Ik heb eens ergens gelezen dat voorheen iemand die de IJslandse nationaliteit aannam, verplicht werd een nieuwe IJslandse naam te kiezen uit hun lijst met toegestane namen, maar ik heb niet kunnen vinden of dit zo was en wanneer dat afgeschaft zou zijn.

De tweede restrictie (geen achternaam als voornaam als dat al niet gebruikelijk is) heeft ermee te maken dat het verwarring op zou kunnen leveren als bijvoorbeeld ouders als tweede voornaam een patroniem (bijvoorbeeld Willemsen) zouden gebruiken, dat ook als achternaam bekend staat. Die verwarring blijft echter bestaan. Zo luidt de familienaam van mijn moeder Wilhelmus, wat er al eens toe geleid heeft dat ik een stamboomonderzoeksverzoek aan een gemeente terugkreeg met de opmerking dat ik de achternaam vergeten was op te geven, omdat ze dachten dat het een verlatijnste voornaam betrof.

Overigens had ik altijd gelezen dat het ook verboden zou zijn een kind een titel als naam te geven gevolgd door een voornaam, dus bijvoorbeeld Prinses Anna, omdat dit ook tot verwarring zou leiden. Mogelijk valt dit onder de eerste uitzondering van ‘ongepast’.

Heden ten dage is het aantal namen geëxplodeerd door de huidige immigratie.

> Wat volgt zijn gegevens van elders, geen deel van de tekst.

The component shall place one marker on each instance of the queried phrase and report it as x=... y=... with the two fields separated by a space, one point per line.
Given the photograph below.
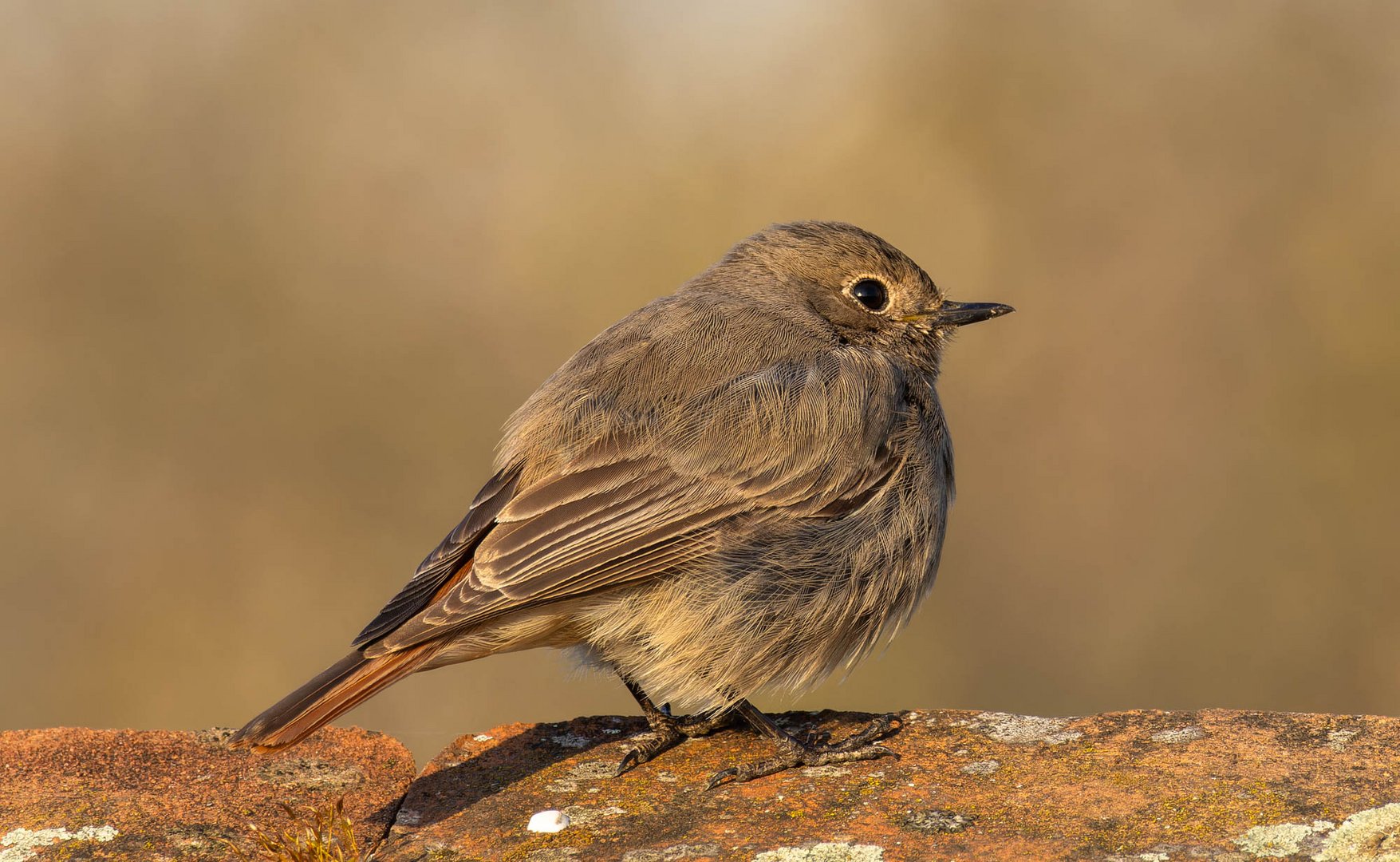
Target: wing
x=649 y=495
x=439 y=567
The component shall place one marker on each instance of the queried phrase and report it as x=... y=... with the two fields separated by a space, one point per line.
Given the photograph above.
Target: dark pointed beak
x=960 y=314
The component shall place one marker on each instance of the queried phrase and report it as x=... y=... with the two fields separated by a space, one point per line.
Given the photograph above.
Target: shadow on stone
x=475 y=767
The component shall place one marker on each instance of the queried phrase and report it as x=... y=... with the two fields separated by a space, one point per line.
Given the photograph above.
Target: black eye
x=870 y=293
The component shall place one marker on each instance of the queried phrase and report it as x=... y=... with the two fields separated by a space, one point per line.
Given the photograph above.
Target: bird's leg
x=668 y=730
x=795 y=753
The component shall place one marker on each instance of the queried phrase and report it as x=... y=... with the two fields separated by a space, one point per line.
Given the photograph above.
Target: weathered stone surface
x=77 y=793
x=1134 y=785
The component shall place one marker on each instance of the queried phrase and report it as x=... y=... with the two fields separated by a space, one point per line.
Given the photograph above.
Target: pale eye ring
x=871 y=295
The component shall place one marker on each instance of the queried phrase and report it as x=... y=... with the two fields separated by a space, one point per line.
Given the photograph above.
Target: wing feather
x=814 y=446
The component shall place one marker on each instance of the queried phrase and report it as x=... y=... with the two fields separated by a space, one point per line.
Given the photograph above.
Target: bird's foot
x=668 y=732
x=815 y=753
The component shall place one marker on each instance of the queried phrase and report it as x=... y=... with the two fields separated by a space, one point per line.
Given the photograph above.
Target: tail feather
x=333 y=691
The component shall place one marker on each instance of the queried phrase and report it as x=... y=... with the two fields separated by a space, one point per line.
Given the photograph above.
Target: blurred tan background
x=274 y=275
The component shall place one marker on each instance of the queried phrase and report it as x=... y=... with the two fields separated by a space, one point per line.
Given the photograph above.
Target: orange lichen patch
x=181 y=795
x=968 y=785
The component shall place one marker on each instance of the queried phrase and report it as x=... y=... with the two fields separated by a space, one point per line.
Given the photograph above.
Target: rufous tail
x=333 y=691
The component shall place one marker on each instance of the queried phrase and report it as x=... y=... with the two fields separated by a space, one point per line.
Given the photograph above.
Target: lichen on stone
x=1179 y=735
x=1371 y=836
x=24 y=844
x=823 y=852
x=1007 y=728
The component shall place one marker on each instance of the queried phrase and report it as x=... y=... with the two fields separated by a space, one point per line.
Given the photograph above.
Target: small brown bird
x=741 y=485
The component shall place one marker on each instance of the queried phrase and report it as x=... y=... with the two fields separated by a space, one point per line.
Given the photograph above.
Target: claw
x=794 y=753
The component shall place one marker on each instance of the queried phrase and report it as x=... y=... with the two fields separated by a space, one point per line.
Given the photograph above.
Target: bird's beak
x=960 y=314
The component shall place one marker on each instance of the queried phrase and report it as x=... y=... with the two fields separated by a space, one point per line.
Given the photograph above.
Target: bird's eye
x=870 y=293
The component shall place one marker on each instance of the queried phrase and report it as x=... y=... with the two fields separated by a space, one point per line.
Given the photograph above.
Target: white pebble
x=550 y=820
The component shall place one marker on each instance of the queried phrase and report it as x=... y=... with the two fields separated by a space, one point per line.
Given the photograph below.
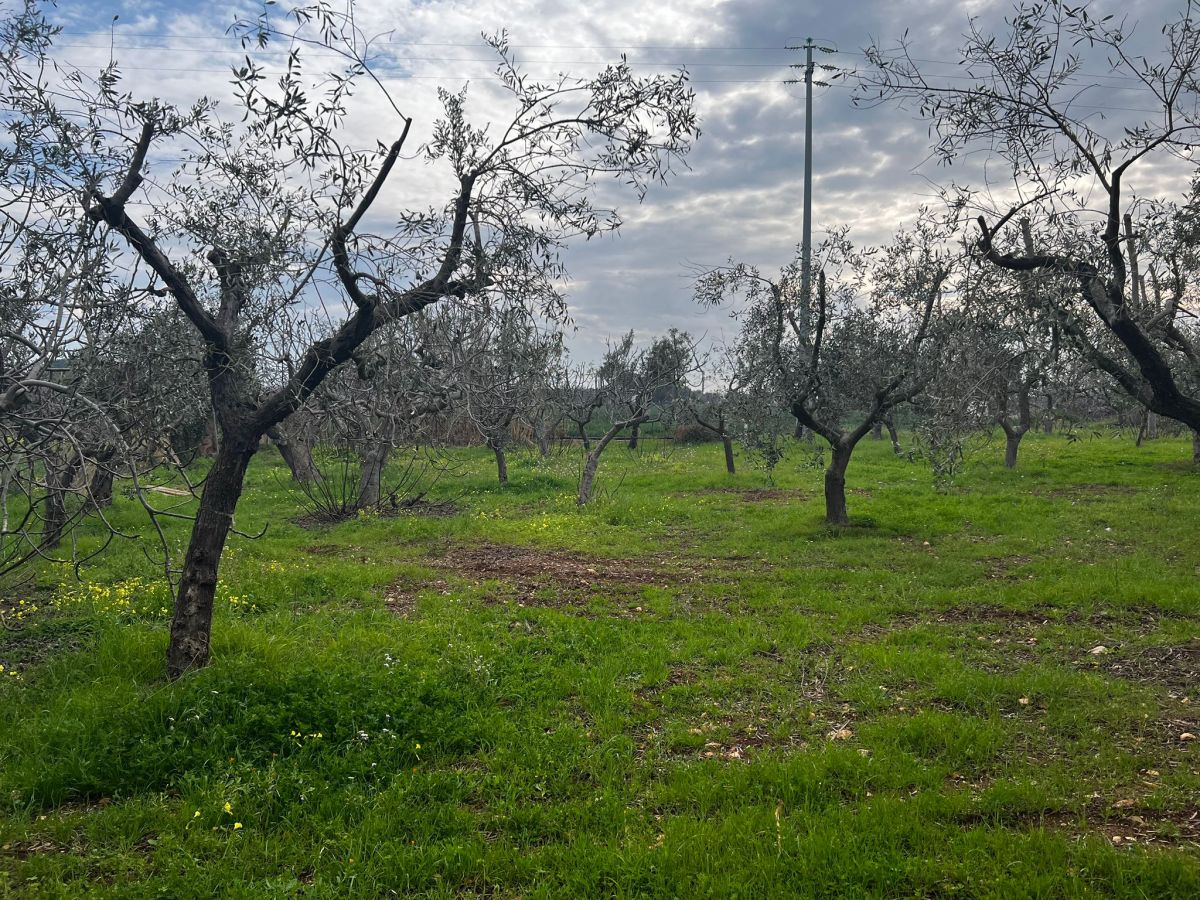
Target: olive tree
x=1019 y=95
x=840 y=361
x=274 y=202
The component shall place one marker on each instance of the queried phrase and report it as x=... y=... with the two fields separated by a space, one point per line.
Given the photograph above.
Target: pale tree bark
x=593 y=459
x=502 y=462
x=835 y=485
x=59 y=478
x=371 y=475
x=727 y=444
x=297 y=454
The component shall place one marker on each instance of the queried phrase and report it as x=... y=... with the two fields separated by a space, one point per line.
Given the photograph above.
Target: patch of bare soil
x=552 y=579
x=412 y=507
x=1169 y=666
x=1003 y=568
x=1087 y=492
x=760 y=495
x=1126 y=822
x=433 y=509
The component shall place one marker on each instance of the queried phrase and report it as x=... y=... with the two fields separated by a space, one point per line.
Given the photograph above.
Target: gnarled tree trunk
x=59 y=478
x=889 y=423
x=593 y=461
x=371 y=475
x=297 y=454
x=835 y=485
x=502 y=462
x=727 y=443
x=1012 y=445
x=192 y=622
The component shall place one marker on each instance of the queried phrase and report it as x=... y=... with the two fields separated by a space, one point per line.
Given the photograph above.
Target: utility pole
x=807 y=231
x=807 y=227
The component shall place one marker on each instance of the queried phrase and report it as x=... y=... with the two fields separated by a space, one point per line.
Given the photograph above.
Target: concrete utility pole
x=807 y=228
x=807 y=232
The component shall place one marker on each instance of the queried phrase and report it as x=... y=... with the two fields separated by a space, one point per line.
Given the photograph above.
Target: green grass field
x=691 y=688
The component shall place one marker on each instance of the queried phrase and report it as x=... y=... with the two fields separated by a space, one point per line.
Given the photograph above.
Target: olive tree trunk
x=371 y=477
x=192 y=622
x=835 y=485
x=502 y=462
x=297 y=454
x=593 y=461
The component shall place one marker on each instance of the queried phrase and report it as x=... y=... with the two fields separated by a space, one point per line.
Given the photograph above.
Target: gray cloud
x=742 y=196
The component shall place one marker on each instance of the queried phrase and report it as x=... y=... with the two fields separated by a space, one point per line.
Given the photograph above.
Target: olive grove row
x=185 y=281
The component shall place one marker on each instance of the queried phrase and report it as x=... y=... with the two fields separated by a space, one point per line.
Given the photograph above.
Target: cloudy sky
x=742 y=196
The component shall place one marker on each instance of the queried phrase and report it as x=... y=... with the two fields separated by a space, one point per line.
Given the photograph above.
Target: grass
x=690 y=688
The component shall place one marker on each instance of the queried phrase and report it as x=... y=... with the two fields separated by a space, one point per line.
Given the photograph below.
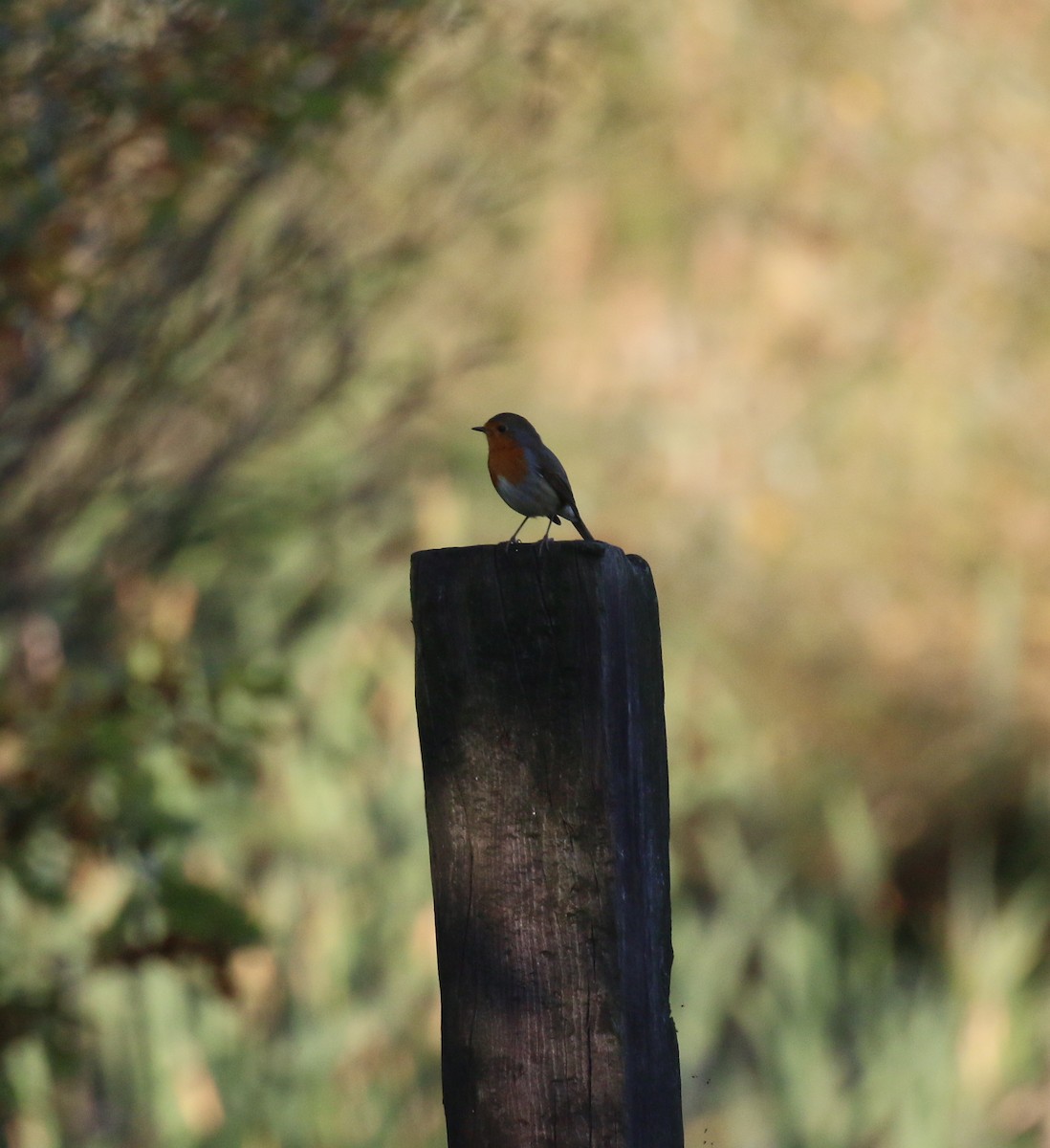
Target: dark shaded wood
x=539 y=695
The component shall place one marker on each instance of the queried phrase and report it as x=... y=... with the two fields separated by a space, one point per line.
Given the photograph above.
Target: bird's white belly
x=534 y=497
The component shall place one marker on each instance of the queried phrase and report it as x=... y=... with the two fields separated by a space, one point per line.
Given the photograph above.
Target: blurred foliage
x=773 y=280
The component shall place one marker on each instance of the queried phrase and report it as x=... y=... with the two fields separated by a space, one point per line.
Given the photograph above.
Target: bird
x=527 y=475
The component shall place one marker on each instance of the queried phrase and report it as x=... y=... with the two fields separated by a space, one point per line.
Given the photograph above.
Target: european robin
x=527 y=475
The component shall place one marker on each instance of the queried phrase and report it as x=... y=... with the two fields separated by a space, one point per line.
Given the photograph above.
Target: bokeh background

Tweede en derde generaties geven kinderen toch vaak een naam uit hun land van herkomst.

Roepnamen die sterk afwijken van de officiële voornaam komen nu minder voor dan vroeger. Toen was men verplicht een kind Johannes te noemen, die dan als roepnaam Jan kreeg, of Catharina met als roepnaam Kaatje, maar sinds Jan en Kaatje niet meer verboden zijn, krijgen kinderen steeds vaker een naam die gelijkluidend is aan hun roepnaam.

Ongeveer de helft van de mensen in Nederland heeft meer dan één voornaam. Dit is een relatief jong gebruik dat, voor zover ik heb kunnen nagaan, in de 17e eeuw vanuit Spanje naar Frankrijk is gekomen, waar het in de 18e eeuw enorm populair werd onder alle standen. Vandaar heeft het zich verbreid naar Engeland (en Amerika) en Nederland. Het gebruik van twee voornamen met een streepje ertussen stamt uit het midden van de 20e eeuw.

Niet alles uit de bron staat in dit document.